# Predicting categories of new posts
Now we have built a model and evaluated its performance, it's now time to put it to use. We can download the latest posts from Reddit and predict what the users are talking about.

In [None]:
from libs import *

In [None]:
vectorizer_pipe = joblib.load('trained_models/vectorizer_pipe.pkl')
rf_clf = joblib.load('trained_models/random_forest_classifier.pkl')
svc = joblib.load('trained_models/linear_svc.pkl')

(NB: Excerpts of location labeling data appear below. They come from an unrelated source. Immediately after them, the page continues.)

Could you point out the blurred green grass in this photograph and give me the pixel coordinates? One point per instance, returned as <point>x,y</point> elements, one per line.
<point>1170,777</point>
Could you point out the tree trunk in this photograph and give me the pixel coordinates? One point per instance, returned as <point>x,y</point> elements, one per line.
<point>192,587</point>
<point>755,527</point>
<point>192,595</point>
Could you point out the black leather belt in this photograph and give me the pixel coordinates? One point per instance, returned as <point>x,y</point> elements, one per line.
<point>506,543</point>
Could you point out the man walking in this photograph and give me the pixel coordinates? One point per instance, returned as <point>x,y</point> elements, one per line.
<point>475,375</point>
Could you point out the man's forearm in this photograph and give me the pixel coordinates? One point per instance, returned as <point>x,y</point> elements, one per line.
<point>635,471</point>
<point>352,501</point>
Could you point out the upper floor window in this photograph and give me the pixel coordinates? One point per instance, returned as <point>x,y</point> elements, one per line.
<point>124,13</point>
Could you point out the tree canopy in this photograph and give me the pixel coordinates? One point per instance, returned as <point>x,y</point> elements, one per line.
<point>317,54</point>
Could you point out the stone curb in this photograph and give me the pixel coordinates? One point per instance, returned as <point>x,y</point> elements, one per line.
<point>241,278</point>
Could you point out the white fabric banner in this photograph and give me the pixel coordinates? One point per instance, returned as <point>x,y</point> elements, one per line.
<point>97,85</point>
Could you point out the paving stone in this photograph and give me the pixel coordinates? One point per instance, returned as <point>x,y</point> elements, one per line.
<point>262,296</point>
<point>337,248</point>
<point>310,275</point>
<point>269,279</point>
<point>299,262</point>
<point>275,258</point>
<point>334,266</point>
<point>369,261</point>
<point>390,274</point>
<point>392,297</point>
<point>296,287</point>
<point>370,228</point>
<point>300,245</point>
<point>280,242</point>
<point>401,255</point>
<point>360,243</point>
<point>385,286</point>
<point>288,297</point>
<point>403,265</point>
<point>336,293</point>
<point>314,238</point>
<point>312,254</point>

We use praw to scrape the latest posts (since `2020-08-28`)

In [None]:
pred_data = pd.read_csv('datasets/reddit_scrape_latest.csv')

In [None]:
from helpers import DatasetCreator
creator = DatasetCreator(train=False)
data = creator.transform(pred_data)

Transform data using the `vectorizer_pipe`

In [None]:
X_pred = vectorizer_pipe.transform(data)

Make predictions: we use both the `LinearSVC` model and the `Random Forest` model. We noted that SVC gave a better performance on the test set.

In [None]:
data['svc_pred'] = svc.predict(X_pred)
data['rf_pred'] = rf_clf.predict(X_pred)

### Predictions
We can look at these predictions and see what the models predicted, and how well they match what our perception of the categories should be.

In [None]:
data['text'][16]

In [None]:
data[['text', 'svc_pred', 'rf_pred']][:10]

In [None]:
import matplotlib.pyplot as plt

def plot_prob_bars(model, X_pred, row):
    """Plot prediction probabilities for RF models"""
    pred_proba = model.predict_proba(X_pred)[row]
    f, ax = plt.subplots(figsize=(10, 7))
    ax.bar(range(len(pred_proba)), pred_proba, tick_label=model.classes_)
    ax.set_ylabel('Predicted probability')
    ax.set_xlabel('Predicted Class')
    plt.xticks(rotation=45);

In [None]:
row = 33
print(data['text'][row])
plot_prob_bars(rf_clf, X_pred, row)

### Statistics
Proportions of different categories of posts since 2020-08-28 (Our training data was until 08/27)

In [None]:
f, ax = plt.subplots(figsize=(10, 6))
pd.DataFrame(data['svc_pred'].value_counts()).plot.bar(ax=ax)
ax.set_ylabel('Counts')
ax.set_title('Number of posts since 2020-08-28')
plt.xticks(rotation=45);